Alvarenga et al. (2001) destaca importantes funções ambientais desempenhadas pelos ambientes ciliares: manutenção da qualidade da água, estabilidade dos solos e das áreas marginais, regularização do regime hídrico, formação de corredores para o fluxo gênico das espécies vegetais e animais e manutenção do ecossistema aquático.

No contexto da paisagem regional, as formações ciliares estão sob condições muito específicas do ambiente, que acabam por diferenciá-las das formações do interflúvio (não ciliar). Muitas vezes essas diferenças se expressam apenas nos parâmetros quantitativos das populações, e em outras até a fisionomia da vegetação é alterada (RIBEIRO; WALTER, 1998). Diversos autores (OLIVEIRA-FILHO, 1989; OLIVEIRA-FILHO et al., 1990; FELFILI; SILVA JÚNIOR, 1992; SILVA JÚNIOR et al., 1998) destacaram a elevada riqueza florística como característica principal dessas formações. Esse fato, segundo Rodrigues; Nave (2001), se explica pela grande heterogeneidade ambiental dessas áreas, que, influenciadas pela umidade, cria uma condição ecotonal que favorece a formação de um mosaico vegetacional.
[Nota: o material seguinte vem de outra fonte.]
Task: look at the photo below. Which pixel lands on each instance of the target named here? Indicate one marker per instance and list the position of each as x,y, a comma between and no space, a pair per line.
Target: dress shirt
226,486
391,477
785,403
O estudo da florística e da fitossociologia dessas florestas ciliares representa o passo inicial para o seu conhecimento, pois, associado ao conhecimento sobre sua estrutura e dinâmica, pode-se construir uma base teórica que subsidie a conservação dos recursos genéticos, a conservação de áreas similares e a recuperação dessas áreas, contribuindo dessa forma para o seu manejo.
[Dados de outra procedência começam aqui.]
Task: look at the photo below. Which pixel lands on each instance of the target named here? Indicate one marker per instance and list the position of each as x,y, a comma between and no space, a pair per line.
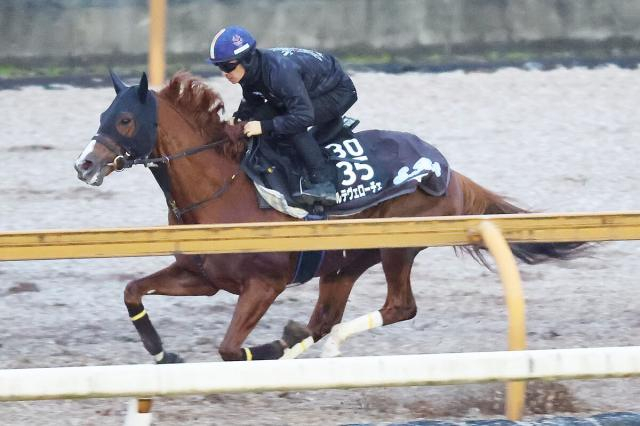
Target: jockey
285,91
Levando em consideração a raridade dessas formações ciliares na região da Zona da Mata

Mineira e sua importância ecológica, este estudo objetivou analisar os aspectos florísticos e fitossociológicos de um remanescente de Floresta Estacional Semidecidual Aluvial no município de Viçosa, Minas Gerais, buscando contribuir para o melhor conhecimento e caracterização dessa formação florestal e ao mesmo tempo compará-la com outras formações ciliares do estado. Esse embasamento teórico será útil para subsidiar futuros trabalhos de recuperação, manejo e conservação dessas formações na região da Zona da Mata Mineira, reconhecidas, pela legislação, como prioritárias à conservação da diversidade biológica e dos recursos hídricos associados.

Área de estudo

O presente estudo foi desenvolvido em um fragmento de mata ciliar, situada na Fazenda São

Luiz, localizada na coordenada métrica UTM central de E 718707 e N 7700447, com altitude média de 700 metros, no Bairro Romão dos Reis, localizado no município de Viçosa (MG). A área estudada possui aproximadamente 0,5 ha e se distribui ao longo do curso de um riacho que nasce dentro da fazenda e que, mais à jusante, deságua no Ribeirão São Bartolomeu.
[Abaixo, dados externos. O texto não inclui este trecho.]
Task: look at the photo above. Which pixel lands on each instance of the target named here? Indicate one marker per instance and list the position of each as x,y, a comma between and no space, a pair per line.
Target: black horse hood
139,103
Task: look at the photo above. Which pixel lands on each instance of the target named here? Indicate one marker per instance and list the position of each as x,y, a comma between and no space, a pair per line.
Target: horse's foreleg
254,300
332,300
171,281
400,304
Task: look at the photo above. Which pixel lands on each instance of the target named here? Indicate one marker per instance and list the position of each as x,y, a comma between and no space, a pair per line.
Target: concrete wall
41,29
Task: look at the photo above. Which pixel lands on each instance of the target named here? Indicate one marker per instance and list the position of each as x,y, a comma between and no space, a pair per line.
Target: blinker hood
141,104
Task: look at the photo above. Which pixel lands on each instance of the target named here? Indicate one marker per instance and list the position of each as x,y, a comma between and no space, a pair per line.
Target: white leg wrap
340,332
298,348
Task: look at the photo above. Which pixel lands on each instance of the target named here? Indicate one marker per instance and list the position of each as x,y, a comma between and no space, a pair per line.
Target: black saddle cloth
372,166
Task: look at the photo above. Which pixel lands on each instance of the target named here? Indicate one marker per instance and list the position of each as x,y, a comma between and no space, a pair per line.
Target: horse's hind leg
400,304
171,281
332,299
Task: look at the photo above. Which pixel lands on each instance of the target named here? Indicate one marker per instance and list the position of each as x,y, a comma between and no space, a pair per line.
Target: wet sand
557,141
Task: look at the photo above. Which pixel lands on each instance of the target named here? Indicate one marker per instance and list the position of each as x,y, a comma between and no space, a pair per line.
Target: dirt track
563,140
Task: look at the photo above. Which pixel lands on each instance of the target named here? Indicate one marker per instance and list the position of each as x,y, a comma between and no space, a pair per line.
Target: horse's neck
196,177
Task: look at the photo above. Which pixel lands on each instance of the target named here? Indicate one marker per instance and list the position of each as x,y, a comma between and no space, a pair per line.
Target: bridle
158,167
O clima da região é do tipo Cwb (subtropical moderado úmido), segundo a classificação de

Köppen, apresentando déficit hídrico no período de maio a setembro e um excedente de precipitação entre dezembro e março (GOLFARI, 1975). As médias anuais de precipitação, umidade relativa e temperatura do ar são 1340 m, 80% e 19 ºC, respectivamente (CASTRO et al., 1973).

Os solos no município de Viçosa apresentam predominância de duas classes. Nos topos de morros e encostas predomina o Latossolo Vermelho-Amarelo Álico, enquanto nos terraços a predominância é de solo Podzólico Vermelho-Amarelo Câmbico fase terraço (RESENDE, 1997; CORREIA, 1993).

A microbacia hidrográfica do Ribeirão São Bartolomeu, inserida dentro do município de Viçosa

(Figura 1), com sua área total de 5.510 ha, é responsável por parte do abastecimento de água da cidade de Viçosa (FERREIRA; DIAS, 2004), cuja população é de 64.854 habitantes residentes (IBGE, 2005).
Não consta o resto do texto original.